2. That little circle shows you where your dot is. The big circle just means to shave off a slice of pumpkin on the side with the dot. Basically, you should [carefully] hack off a piece that ends up having your little black dot in the middle of it.
3. Now that you’ve figured out what all your little fellows are going to sit on while they sparkle, head back up to the top region. For the ones you’re going to put a candle in (all of them or just some – half, in my case), set a tea light level on top, and trace around it with your Sharpie.
Here’s where you get a handy little tea light-sized circle.
4. You’re now going to hack out that circle until you can actually convince the tea light to nestle in all snug for the season. I used a paring knife here – a good one. Please, please, please be careful. I don’t want to be the cause of any stitches, scars, or war stories.
The sharper your knife, the better. If it’s dull, you’re more likely to cut yourself attempting to saw and hack through your helpless little victim.
Are you bleeding? Just leave a comment or shoot me an email, and get 911 or CSI over to your place straightaway. Hopefully we’re still at the 911 level though….
Anywho – get a little spoon (or a regular spoon, I suppose…), and scoop out the goop and gunk and guts. Or leave them. If you leave them, they’ll mold. You’ve been warned.

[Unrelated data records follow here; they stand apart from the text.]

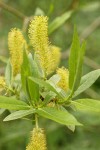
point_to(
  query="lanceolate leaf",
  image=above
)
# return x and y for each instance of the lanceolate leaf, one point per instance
(79, 68)
(2, 111)
(87, 105)
(19, 114)
(87, 80)
(74, 58)
(57, 22)
(63, 117)
(46, 85)
(12, 104)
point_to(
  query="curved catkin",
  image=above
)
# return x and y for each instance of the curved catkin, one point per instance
(64, 81)
(38, 35)
(16, 44)
(56, 55)
(38, 140)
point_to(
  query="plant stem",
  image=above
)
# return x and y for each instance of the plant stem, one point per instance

5. Let’s start with the glitter because it’s the most complicated. It’s not actually complicated, just more complicated than its friends. It’s like the angsty teen of the paint trio.

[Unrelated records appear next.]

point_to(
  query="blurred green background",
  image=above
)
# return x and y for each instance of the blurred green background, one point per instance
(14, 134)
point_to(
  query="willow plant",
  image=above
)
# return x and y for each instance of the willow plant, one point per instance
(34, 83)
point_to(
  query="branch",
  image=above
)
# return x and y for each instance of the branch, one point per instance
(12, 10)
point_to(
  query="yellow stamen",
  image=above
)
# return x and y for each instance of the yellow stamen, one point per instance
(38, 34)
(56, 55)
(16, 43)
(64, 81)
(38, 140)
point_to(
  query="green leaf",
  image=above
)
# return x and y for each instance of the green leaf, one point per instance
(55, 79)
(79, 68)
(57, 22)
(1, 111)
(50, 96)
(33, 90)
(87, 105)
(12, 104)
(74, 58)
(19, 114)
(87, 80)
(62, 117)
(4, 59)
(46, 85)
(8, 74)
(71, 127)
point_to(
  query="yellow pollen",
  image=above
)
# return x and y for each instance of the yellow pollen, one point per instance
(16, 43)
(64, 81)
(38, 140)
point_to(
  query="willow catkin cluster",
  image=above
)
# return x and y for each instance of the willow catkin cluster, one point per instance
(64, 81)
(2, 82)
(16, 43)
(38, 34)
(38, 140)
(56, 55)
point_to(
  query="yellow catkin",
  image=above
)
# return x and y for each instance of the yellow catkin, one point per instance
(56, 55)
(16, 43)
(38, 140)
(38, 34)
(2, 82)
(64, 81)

Pour a little bit of Mod Podge into a container. Douse it with glitter. Stir Add more glitter. You want a really heavy-duty amount of glitter. The Mod Podge is really only there to make the glitter stick. Once it’s all good and mixed, paint it on with your brush. Paint right up to the edges of the tea light crater and around the stem. You can paint the whole pumpkin or just the top half (like I did). Set aside to dry.

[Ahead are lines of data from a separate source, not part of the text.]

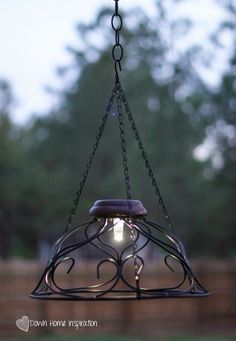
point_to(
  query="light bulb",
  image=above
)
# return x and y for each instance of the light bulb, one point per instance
(118, 229)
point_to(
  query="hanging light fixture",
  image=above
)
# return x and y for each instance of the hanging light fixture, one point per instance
(118, 230)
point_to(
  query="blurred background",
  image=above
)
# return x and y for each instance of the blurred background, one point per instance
(56, 76)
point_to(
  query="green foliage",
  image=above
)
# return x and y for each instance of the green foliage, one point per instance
(42, 164)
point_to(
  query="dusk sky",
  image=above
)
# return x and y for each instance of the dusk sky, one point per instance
(33, 36)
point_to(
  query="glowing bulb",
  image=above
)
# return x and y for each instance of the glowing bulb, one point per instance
(118, 229)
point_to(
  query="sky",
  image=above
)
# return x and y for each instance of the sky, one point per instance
(34, 33)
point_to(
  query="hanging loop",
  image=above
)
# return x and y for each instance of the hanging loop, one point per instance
(117, 50)
(117, 53)
(116, 22)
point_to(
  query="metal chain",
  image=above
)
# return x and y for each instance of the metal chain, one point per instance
(117, 51)
(127, 182)
(145, 158)
(123, 147)
(90, 159)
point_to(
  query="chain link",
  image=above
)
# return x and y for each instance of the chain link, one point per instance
(117, 50)
(124, 149)
(145, 158)
(90, 160)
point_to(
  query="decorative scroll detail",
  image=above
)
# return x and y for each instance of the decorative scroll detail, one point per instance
(119, 285)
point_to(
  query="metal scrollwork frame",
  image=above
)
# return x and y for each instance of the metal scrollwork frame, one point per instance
(188, 285)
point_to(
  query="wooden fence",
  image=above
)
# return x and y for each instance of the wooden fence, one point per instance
(212, 315)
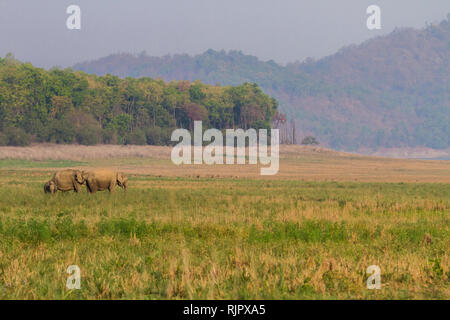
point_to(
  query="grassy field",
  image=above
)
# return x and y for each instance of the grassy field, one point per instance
(225, 232)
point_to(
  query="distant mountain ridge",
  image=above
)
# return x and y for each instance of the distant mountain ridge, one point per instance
(390, 91)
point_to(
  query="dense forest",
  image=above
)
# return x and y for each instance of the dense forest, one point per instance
(64, 106)
(390, 91)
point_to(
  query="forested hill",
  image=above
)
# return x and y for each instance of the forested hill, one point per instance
(64, 106)
(390, 91)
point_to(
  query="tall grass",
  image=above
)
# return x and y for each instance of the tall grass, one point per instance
(179, 238)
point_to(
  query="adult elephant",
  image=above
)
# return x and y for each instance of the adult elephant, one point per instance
(104, 179)
(65, 180)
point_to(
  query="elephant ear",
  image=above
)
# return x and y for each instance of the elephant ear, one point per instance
(120, 179)
(79, 176)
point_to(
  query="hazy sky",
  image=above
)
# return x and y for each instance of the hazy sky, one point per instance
(282, 30)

6. While your glittery works of art are drying in anticipation of a second coat, you can start painting on the Glamour Dust. This is an absolutely gorgeous paint you’ll find in the acrylics section of Hobby Lobby. It’s like what would happen if a fairy and a pumpkin had a wild night. Sparkly wonderful.
7. While your Glamour Dust buddies are drying, paint a coat of gold on another pumpkin or two. I used an antique gold shade because I like the warmer, richer tones. This’ll need to dry and get a second coat as well.
8. Let all your pumpkins dry, and keep adding coats until you’re satisfied with the level of glitz of each. Or, if you’re as impatient as I am (and sick of waiting to take pictures), jerry-rig your hair dryer through the medicine cabinet doors; hold it up with a can of dry shampoo; and aim it directly at your pumpkins in your tiny bathroom. Wait a fraction of the time. Do not rinse. Repeat.
You could certainly stick to one type of paint/finish if you like the look of one pumpkin in particular, but I really enjoy the mixture of textures. It’s beautiful on the coffee table or bunched in the middle of a dinner table.